A família intensificou as compras de ações com informações privilegiadas reinvestindo dividendos, elevando sua participação na H&M de 35,5% para quase 64% nos últimos nove anos por meio da Ramsbury, um veículo que leva o nome da extensa propriedade do bilionário Stefan Persson, uma das maiores propriedades privadas do sul da Inglaterra. Incluindo participações familiares extensas, os Perssons agora controlam cerca de 70% do capital e cerca de 85% dos direitos de voto, de acordo com o site da H&M.

Em entrevista à Bloomberg no ano passado, o presidente da H&M, Karl-Johan Persson — neto do fundador — desmentiu rumores de que a família pretendia fechar o capital da empresa. “Não há planos”,  disse ele. “Compramos apenas porque acreditamos na empresa.”

Representantes da Ramsbury Invest e da H&M não quiseram comentar.

Analistas, incluindo Niklas Ekman, do DNB Carnegie, afirmam que as compras regulares podem ser mais do que uma demonstração de confiança na varejista. Em nota a clientes no mês passado, ele estimou que, se a família mantiver a compra de ações no mesmo ritmo, uma oferta pública de aquisição (OPA) poderá ocorrer em até dois anos. Se a participação da família atingir 90%, poderá solicitar o cancelamento da listagem das ações.

O fechamento de capital seria “baseado em motivos emocionais e não financeiros”, escreveu Ekman, visto que a família já detém o controle acionário e há muito tempo administra a empresa com pouca consideração pelos acionistas minoritários.

Ele atribuiu o impulso ao patriarca Stefan Persson, de 77 anos, que transformou a H&M em uma das maiores varejistas de fast-fashion do mundo durante seus 16 anos como CEO e mais de duas décadas como presidente do conselho.
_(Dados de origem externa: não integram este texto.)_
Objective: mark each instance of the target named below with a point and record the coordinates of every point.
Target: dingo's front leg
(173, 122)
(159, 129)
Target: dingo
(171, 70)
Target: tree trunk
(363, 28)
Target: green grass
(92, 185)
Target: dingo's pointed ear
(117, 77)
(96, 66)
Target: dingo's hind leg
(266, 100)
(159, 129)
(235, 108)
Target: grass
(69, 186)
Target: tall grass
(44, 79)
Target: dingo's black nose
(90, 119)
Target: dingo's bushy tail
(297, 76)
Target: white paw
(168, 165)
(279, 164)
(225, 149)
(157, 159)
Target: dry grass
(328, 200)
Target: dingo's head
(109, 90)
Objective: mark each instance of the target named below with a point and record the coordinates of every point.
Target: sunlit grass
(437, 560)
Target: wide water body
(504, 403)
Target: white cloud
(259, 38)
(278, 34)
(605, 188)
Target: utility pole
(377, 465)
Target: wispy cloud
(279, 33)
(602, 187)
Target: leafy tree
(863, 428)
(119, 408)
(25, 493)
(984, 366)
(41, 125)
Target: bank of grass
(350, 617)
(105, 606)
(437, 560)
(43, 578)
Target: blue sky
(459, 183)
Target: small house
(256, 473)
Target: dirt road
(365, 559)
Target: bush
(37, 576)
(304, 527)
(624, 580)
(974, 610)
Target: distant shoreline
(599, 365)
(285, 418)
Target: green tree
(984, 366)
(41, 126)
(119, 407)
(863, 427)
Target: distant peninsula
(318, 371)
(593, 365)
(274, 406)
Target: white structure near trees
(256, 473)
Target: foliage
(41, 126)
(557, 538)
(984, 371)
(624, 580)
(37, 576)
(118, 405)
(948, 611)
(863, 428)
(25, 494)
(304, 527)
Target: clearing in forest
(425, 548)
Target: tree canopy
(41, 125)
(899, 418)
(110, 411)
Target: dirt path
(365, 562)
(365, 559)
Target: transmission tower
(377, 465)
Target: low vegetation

Ele continua profundamente investido no futuro da empresa.

A fortuna de Stefan chega a US$ 18,6 bilhões, principalmente em ações da H&M, tornando-o a pessoa mais rica da Suécia, de acordo com o Índice de Bilionários da Bloomberg. Ele comprou a propriedade de 3.000 acres em Ramsbury em 1997 e, desde então, a expandiu para 19.000 acres, construindo uma cervejaria, uma destilaria e uma prensa de óleo na propriedade.

Seu filho Karl-Johan, que assumiu como presidente do conselho da H&M em 2020 após atuar como CEO, também ocupa um papel ativo na Ramsbury Invest. Ele expressou frustração em entrevistas com o foco de curto prazo do mercado de ações em maximizar lucros.

“Eles nunca, pelo menos nos tempos modernos, expressaram um forte desejo de permanecer com ações negociadas em bolsa”, disse Daniel Schmidt, analista do Danske Bank. “Eu diria que a transparência sempre fez parte disso.”

As ações da H&M atingiram um recorde histórico há cerca de uma década e, desde então, caíram cerca de 60%, avaliando o grupo em 220 bilhões de coroas suecas. A Inditex, proprietária da Zara, por outro lado, valorizou-se cerca de 60% nesse período.

Para os Perssons, a queda no preço das ações é, sem dúvida, uma frustração, mas também representa uma oportunidade, tornando o controle total mais acessível. Ao preço atual, a compra das ações em circulação restantes custaria à família pelo menos 70 bilhões de coroas suecas, segundo Ekman. Isso provavelmente exigiria que eles assumissem dívidas.

Um fechamento de capital provavelmente também exigiria um prêmio, de acordo com Charles Allen, analista da Bloomberg Intelligence.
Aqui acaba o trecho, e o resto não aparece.